Si la levée avait été accordée, cela aurait permis aux magistrats du pôle financier de Paris, Serge Tournaire et Guillaume Daïeff, de placer le sénateur de 88 ans en garde à vue et de perquisitionner ses locaux. En juillet, dans un dossier judiciaire distinct, le bureau du Sénat avait refusé une première fois de lever l'immunité de l'avionneur. Mais cette fois, le parquet soutenait la demande des juges.
Avec cette décision, la justice peut-elle encore enquêter?
Oui, l'enquête va se poursuivre, et sur plusieurs fronts, car plusieurs procédures concernent l'homme d'affaires. L'immunité parlementaire de Serge Dassault ne le protège pas d'une mise en examen.
Le rejet de la demande par le bureau du Sénat veut-elle dire que Serge Dassault est innocent?
La décision prise par le bureau du Sénat ne préjuge en rien sur la culpabilité ou l’innocence de l'industriel.
Qu’en disent ses avocats?
Dans un communiqué, ses avocats ont assuré que l'industriel restait à la disposition des juges parisiens s'ils souhaitaient l'entendre.
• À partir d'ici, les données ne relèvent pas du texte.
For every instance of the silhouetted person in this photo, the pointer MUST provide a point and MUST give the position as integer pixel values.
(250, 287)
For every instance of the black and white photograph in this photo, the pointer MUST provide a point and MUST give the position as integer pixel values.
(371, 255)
Ils se sont offusqués des critiques, déplorant «l'instrumentalisation politique d'une affaire judiciaire au mépris des règles fondamentales de notre droit».
Qui sont les sénateurs qui ont voté contre la levée de l’immunité parlementaire de Dassault?
La demande concernant l'industriel et patron de presse a été rejetée par le bureau du Sénat mercredi, par 13 voix contre 12, et une abstention. Comme il est composé de 14 élus de gauche (dont 9 socialistes, 3 communistes, un radical et un écologiste) et 12 de droite (10 UMP et 2 UDI-UC), il a donc manqué deux voix de gauche pour lever l'immunité du milliardaire. Alors que cette décision du Sénat suscite une polémique, les deux sénateurs n’ont aucun intérêt à se dévoiler.
Pourquoi le président du Sénat propose de revenir au vote à main levée en cas de demande de levée d'immunité parlementaire?
Le président du Sénat socialiste Jean-Pierre Bel a proposé jeudi cette mesure, expliquant: «Cela permettrait que chacun assume publiquement sa position sur des questions graves», écrit l'élu de l'Ariège dans un communiqué.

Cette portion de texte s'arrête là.